タクソノミー文書は,勘定科目を表すアイテムおよび計算式を表す計算リンクなど,インスタンス文書で記載する内容を定義したひな型です。
タクソノミー文書は,タクソノミー本体とリンクベースから構成されます。財務諸表を例に挙げると,財務諸表で記載する勘定科目を定義するのがタクソノミー本体,勘定科目の表示順,計算式,会計基準などの参考文献を定義するのがリンクベースに該当します。
タクソノミー文書では,国や業種,会計基準によって異なる内容を別文書(リンクベース)として切り分け,それぞれをリンクさせています。別文書に分かれているため,会計基準などの変更に対応しやすく,各企業の事情に合わせた形式にカスタマイズできます。
- タクソノミー本体
- タクソノミー本体は,XML Schema言語を使用して,インスタンス文書に記述するアイテムを定義したXMLスキーマです。
- アイテムとは報告内容の各勘定科目のことで,数値と非数値があります。また,複数の項目をまとめて解釈する必要がある場合には,アイテムのまとまりを示すタプルも定義できます。

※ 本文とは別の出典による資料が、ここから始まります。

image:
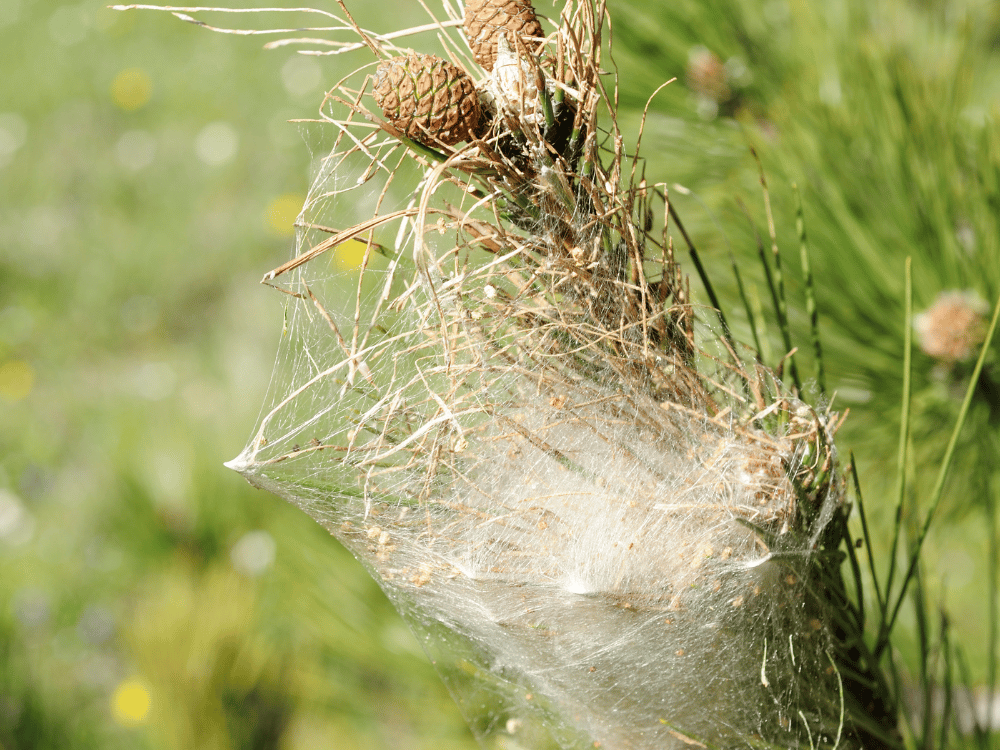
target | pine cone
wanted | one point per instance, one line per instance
(428, 98)
(486, 19)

- タクソノミー本体は,XBRL2.1仕様ではタクソノミースキーマ(Taxonomy Schema)と記載されていますが,このマニュアルでは,タクソノミー本体と記載しています。
- リンクベース
- リンクベースは,XLinkやXPathの技術を使用して,タクソノミー本体に定義したアイテム間の関係などを記述したXML文書です。XBRLでは,次のリンクベースが使用できます。
表1-1 XBRLで使用できるリンクベース
リンク種別 | 定義内容 |
---|
関係リンク | プレゼンテーションリンク | アイテムまたはタプルの表示順序を定義します。 |
計算リンク | アイテムまたはタプルの数値データの重みつき加減算式を定義します。 |
定義リンク | アイテムの親子関係など,アイテムまたはタプル同士の関係を定義します。 |
ラベルリンク | アイテムまたはタプルの表示名称(ラベル)を定義します。日本語または英語などを指定して,さまざまな言語でラベルを記述したり,別名を定義したりできます。 |
リファレンスリンク | 参考文献を定義します。会計基準など,根拠となる文献への参照に使用します。 |
- タクソノミー本体とリンクベースの参照関係
- リンクベースは,タクソノミー本体に記述することもできますが,多くの場合は別文書に記述します。

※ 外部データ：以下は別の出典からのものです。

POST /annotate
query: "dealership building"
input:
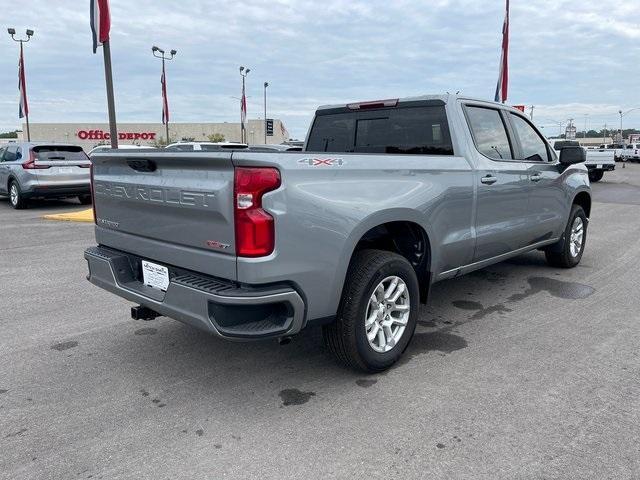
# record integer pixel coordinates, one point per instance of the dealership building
(88, 135)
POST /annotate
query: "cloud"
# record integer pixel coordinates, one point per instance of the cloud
(565, 59)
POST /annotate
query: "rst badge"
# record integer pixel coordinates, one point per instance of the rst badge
(322, 162)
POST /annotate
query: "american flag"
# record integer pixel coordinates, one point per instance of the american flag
(100, 22)
(503, 79)
(165, 100)
(23, 109)
(243, 109)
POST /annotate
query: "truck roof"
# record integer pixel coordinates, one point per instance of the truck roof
(443, 98)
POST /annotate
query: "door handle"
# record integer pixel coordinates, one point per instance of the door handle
(488, 180)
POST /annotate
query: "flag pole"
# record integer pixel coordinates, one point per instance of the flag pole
(24, 73)
(108, 75)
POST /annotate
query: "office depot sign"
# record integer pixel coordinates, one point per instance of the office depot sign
(102, 135)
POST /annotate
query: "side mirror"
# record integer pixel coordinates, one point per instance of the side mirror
(572, 155)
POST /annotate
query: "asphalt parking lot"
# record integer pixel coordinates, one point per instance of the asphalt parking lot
(516, 371)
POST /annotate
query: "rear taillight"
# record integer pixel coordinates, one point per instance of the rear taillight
(255, 230)
(93, 196)
(31, 163)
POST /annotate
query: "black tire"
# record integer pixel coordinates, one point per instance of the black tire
(560, 254)
(16, 200)
(596, 175)
(85, 199)
(347, 337)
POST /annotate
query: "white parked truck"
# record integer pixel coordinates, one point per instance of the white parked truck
(598, 161)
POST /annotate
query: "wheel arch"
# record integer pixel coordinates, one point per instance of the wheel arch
(583, 198)
(399, 231)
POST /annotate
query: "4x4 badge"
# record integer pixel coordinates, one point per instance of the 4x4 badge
(321, 162)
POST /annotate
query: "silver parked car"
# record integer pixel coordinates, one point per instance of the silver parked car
(44, 170)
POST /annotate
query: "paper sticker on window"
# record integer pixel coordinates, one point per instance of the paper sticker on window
(436, 133)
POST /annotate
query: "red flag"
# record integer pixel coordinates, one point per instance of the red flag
(23, 108)
(503, 79)
(100, 22)
(165, 101)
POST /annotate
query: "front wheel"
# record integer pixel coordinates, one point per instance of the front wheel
(16, 198)
(568, 251)
(378, 311)
(596, 175)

- タクソノミー本体からリンクベースへの参照は,XLinkの単純リンクが使用され,リンクベースからタクソノミー本体への参照はXLinkの拡張リンク(ロケータ型要素)が使用されます。
- ロケータ型要素では,文書内の特定の項目を参照できるように,URIにフラグメントを付けます。フラグメントの指定には,XPointerのショートハンドポインタ(Shorthand Pointer)を使用できます。XBRL2.1の場合は,スキームベースポインタ(Scheme-Based Pointer)のelement()スキームも指定できます。